Há dois dias o flightblogger postou um artigo interessante sobre o quanto na realidade a Asa do Boeing 787 vai flexionar em vôo, baseado nos desenhos fornecidos pela própria Boeing e pelos documentos fornecidos para o planejamento dos aeroportos, e chegou à conclusão de que pode chegar até 10 pés (aprox. 3,2 metros) em relação ao neutro (aeronave no solo). Bem, levando-se em conta o quanto flexiona hoje em dia a asa de um Boeing 737-800 com winglet, nem é de se espantar tanto.

787 Flex Wing

O que espanta mesmo são os testes que as fábricas efetuam nas asas para se certificar que o projeto realmente vai suportar as cargas aerodinâmicas sofridas em vôo. Para você ter uma idéia, o regulamento (FAR25.303) do FAA exige que qualquer projeto deve suportar um nível de carga de 1.5, ou seja, 150% . Explicando: Digamos que um avião seja projetado para, em condições normais de vôo, sofrer cargas de 3G (valor fictício – 3 vezes a força da gravidade).
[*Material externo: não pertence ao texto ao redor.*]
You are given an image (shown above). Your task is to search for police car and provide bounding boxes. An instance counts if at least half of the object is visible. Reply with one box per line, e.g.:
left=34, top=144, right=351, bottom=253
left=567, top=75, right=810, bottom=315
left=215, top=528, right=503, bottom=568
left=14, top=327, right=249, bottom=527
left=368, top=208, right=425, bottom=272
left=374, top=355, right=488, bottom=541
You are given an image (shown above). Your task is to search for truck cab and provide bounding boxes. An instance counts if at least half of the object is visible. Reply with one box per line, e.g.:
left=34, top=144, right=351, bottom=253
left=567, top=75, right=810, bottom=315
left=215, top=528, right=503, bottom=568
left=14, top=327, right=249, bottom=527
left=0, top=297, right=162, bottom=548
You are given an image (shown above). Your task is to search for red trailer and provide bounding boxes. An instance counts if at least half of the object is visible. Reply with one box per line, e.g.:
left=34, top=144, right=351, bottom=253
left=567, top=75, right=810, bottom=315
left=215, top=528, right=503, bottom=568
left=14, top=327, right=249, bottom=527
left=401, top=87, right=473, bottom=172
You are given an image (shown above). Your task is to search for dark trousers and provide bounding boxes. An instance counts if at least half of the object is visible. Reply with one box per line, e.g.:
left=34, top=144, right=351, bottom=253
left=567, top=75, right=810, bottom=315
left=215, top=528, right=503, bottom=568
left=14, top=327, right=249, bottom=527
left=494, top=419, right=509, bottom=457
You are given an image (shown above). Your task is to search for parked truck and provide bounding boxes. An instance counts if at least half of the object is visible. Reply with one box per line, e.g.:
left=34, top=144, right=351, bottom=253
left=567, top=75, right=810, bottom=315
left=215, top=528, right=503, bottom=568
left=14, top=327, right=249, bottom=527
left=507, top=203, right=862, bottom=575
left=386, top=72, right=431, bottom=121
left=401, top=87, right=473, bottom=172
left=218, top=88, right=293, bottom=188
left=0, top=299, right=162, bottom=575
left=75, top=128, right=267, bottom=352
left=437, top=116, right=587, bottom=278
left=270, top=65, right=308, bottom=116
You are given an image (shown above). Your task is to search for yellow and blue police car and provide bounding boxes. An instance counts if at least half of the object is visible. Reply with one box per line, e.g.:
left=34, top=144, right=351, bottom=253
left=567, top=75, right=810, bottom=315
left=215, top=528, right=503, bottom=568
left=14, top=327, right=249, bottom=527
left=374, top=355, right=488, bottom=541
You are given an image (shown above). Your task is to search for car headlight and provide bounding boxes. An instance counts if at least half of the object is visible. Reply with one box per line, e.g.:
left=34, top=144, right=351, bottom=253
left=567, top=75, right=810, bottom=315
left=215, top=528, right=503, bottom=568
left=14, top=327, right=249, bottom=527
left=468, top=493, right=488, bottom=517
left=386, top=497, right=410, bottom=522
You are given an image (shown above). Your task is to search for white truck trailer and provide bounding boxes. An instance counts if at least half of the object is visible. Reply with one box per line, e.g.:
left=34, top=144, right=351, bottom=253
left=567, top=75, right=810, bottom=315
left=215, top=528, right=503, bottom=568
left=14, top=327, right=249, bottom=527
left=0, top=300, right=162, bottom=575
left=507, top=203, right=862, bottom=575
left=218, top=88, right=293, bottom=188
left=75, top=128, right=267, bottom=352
Para que este projeto seja certificado, deverá então suportar forças de 7.5G! (esses valores são para exemplo somente, na verdade são maiores ou menores dependendo do tipo de aplicação e característica do avião).

E só há uma maneira de provar que o que os engenheiros projetaram vai funcionar na vida real: Levar a estrutura da asa ao extremo e e ver até onde ela suporta. Não sei se vocês lembram, mas em 2006, o Airbus A380 falhou no teste de resistência e quebrou a 1,45 de carga. Isso atrasou ainda mais a entrega do primeiro avião.

Em compensação o Boeing 777 passou com louvor! Esse teste de resistência é espetacular, vejam abaixo a filmagem feita em 1995. Observem o quanto a asa chega a curvar até se quebrar a 154% de carga. Depois de ver esse vídeo, tenha certeza de que quando o avião entrar em uma turbulência severa nada vai acontecer com a estrutura e você pode encostar no assento e dormir sossegado :)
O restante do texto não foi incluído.